Aux côtés des pôles de compétitivité et clusters qui animent ces différentes filières, les technopoles auront un rôle à jouer. Mais quelle sera leur contribution ? Pour Jean-François Balducchi, le rôle de “relais” des technopoles est fondamental ainsi que celui de “contact avec le terrain”. Citant l’exemple d’Atlanpole, il indique : “Nous sommes en interaction avec tous les pôles applicatifs.” Pour l’industrie du futur, il estime qu’il faudra développer “une synergie entre les pôles EMC2 et Images & Réseaux”. Sur un autre thème, celui de la santé, Anne-Claude Lefebvre certifie pour sa part que ID2Santé compte bien “apporter sa pierre à l’édifice”. À propos des technopoles, elle parle de “rôle transversal” et de nécessaire “maillage territorial” pour donner corps au futur Hub numérique.
Pour Bertrand Hauet, qui représente ID4Car, c’est d’un “changement de paradigme” dont il s’agit. Le temps où l’on raisonnait en filières “a permis à chacun d’avancer” mais il est en passe d’être révolu car “les frontières bougent”. L’avenir est aux révolutions d’usages permises par les outils numériques. Il prend l’exemple d’un sujet “dont on nous rebat les oreilles” : le véhicule autonome. C’est un progrès technologique. Mais c’est surtout une somme de nouveaux usages car “les machines interagissent entre elles, ce qui libère du temps”.
Et de citer quelques exemples : le moyen de transport qui devient “lieu de travail”, d’où l’importance de “la connectivité numérique” ; le véhicule qui de personnel devient partagé, ce qui lui évite de passer “80% du temps à dormir dans le garage” ; le service de transport en commun qui se transformera en “service de déplacement à la demande”, plus souple tant au niveau des horaires que des trajets ; jusqu’à envisager de capter des informations de santé dans le véhicule, par exemple avec “des capteurs bas coût de fréquence cardiaque”. Tout ceci induit “une approche produit totalement nouvelle”, qui ne sera possible que grâce à “des outils communs”.

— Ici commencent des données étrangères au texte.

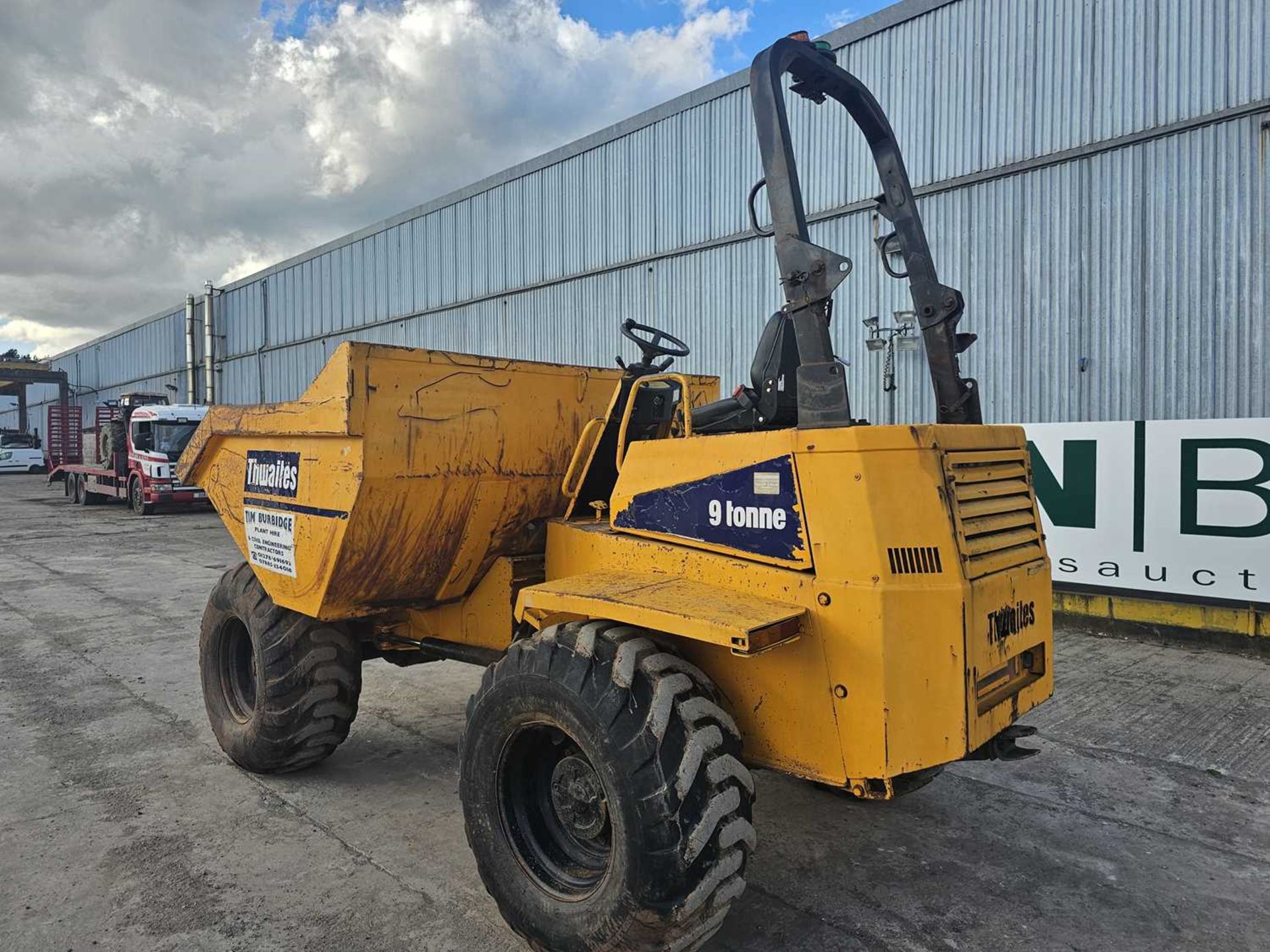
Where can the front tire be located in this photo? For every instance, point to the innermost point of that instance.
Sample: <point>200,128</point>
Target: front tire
<point>138,499</point>
<point>603,793</point>
<point>281,688</point>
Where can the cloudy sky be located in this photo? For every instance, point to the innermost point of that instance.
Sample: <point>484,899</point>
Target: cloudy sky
<point>149,145</point>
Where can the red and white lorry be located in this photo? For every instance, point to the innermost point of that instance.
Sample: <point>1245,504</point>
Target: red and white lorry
<point>139,440</point>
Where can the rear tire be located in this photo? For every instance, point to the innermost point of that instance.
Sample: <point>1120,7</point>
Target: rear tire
<point>281,688</point>
<point>114,440</point>
<point>603,793</point>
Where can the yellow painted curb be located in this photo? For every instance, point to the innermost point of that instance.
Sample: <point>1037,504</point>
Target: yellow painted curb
<point>1180,615</point>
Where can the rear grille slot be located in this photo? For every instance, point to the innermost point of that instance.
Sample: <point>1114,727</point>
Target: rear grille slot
<point>915,560</point>
<point>997,526</point>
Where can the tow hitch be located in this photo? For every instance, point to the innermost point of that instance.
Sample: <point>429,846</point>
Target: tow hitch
<point>1003,746</point>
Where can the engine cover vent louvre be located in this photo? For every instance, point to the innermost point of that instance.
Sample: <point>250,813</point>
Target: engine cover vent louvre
<point>994,509</point>
<point>915,560</point>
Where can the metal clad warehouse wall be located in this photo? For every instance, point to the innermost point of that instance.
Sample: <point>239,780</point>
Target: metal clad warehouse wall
<point>1093,175</point>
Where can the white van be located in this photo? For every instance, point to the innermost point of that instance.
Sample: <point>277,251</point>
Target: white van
<point>22,460</point>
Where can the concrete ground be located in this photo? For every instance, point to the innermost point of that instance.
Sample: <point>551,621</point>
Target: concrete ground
<point>1144,824</point>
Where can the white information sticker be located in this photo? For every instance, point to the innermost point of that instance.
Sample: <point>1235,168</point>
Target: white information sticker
<point>767,484</point>
<point>271,539</point>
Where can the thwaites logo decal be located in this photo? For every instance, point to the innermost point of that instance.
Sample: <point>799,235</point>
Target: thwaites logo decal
<point>1011,619</point>
<point>752,509</point>
<point>272,474</point>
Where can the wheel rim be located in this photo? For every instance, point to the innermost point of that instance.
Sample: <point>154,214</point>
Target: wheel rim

À suivre, Horst Angerer décrit le Digital Hub Mobility de Munich. Il s’agit d’une initiative spécifique à l’Allemagne. Elle s’est construite à partir de 2016 sous la forme d’un réseau de 12 hubs thématiques dans le but de structurer l’innovation par le numérique. Les objectifs rejoignent en partie ceux des DIH : conduire la transformation numérique et créer du croisement entre écosystèmes pour accélérer l’innovation.
Le Digital Hub Mobility regroupe des constructeurs automobiles comme BMW ou Audi, tout comme des acteurs du numérique tels que Nokia, Deutsche Telekom, SAP, Siemens et mêmes des GAFA. Et bien sûr à côté de ces poids lourds, des startups, des universités, des investisseurs… L’outil phare du hub Mobility est la Digital Product School, qui permet à des ingénieurs et étudiants de relever des défis concrets sous forme de développement accéléré en trois mois. Ceci avec l’aide de coaches, d’experts et d’outils dont la plateforme IBM Watson IoT.
Que faut-il en retenir quant à la mise en place d’un Digital Innovation Hub en Bretagne et Pays de la Loire. “C’est à nous d’inventer notre propre modèle”, estime Jean-François Balducchi. La capacité de “développer du travail en réseau” permettra d’atteindre “la masse critique” et aussi de “tracer notre propre voie”. Mais comment faire quand, comme le constate Anne-Claude Lefèbvre, “on ne connait pas encore les règles de l’Europe” ?
Vincent Marcatté estime pour conclure qu’il faut dès maintenant “commencer à travailler”. “Nous devons bâtir des feuilles de route communes entre pôles et clusters, et avec tous les acteurs de l’innovation… À partir de ces briques de base, nous pourront répondre de manière agile au cahier des charges de l’État et aux différents projets qui viendront de l’Europe.”